O cancro do cólon linha celular KM12C humana (de Professor IJ Fidler, Anderson cancer Center, TX), não tratada ou tratada por RNA mediada por lentivírus interferência (RNAi) contra o gene PPAR δ do nosso estudo anterior [10], foram usados. As células foram mantidas em meio mínimo essencial de Eagle (MEM), com sais de Earle, L-glutamina e aminoácidos não essenciais (Sigma-Aldrich), suplementado com 1,5% de NaHCO3, 1 mM de Na-piruvato (Invitrogen, Carlsbad, CA, EUA), 1 × MEM solução vitamínica (Invitrogen), 1% de penicilina-estreptomicina (Invitrogen), 1 ug /ml de puromicina (apenas para as células tratadas para manter a pureza) e soro fetal de bovino 10% (Invitrogen). A expressão de PPAR ô foram silenciados de forma estável nas células tratadas por RNAi mediada por lentivírus como examinado no nosso estudo anterior [10].

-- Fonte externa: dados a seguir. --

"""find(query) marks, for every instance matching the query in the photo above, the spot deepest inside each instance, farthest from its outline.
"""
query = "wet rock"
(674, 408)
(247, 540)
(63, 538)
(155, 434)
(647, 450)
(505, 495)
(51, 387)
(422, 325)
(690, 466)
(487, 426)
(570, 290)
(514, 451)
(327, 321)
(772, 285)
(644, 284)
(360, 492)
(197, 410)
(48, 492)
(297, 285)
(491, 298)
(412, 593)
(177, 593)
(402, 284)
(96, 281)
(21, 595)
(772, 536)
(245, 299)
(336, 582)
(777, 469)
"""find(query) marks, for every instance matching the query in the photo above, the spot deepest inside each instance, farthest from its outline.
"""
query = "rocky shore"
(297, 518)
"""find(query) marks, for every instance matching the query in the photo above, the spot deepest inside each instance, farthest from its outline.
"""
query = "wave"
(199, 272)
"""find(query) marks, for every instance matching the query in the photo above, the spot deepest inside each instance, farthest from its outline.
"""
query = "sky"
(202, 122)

O estabelecimento de xenoenxertos de tumor em ratinhos nus

quarenta e oito camundongos nu feminino de seis semanas de idade foram adquiridos a partir de Sichuan Universidade de animais de Laboratório Center (Chengdu, China). Os ratinhos foram mantidas durante 7 dias numa unidade de cuidados animais convencional antes do início do estudo.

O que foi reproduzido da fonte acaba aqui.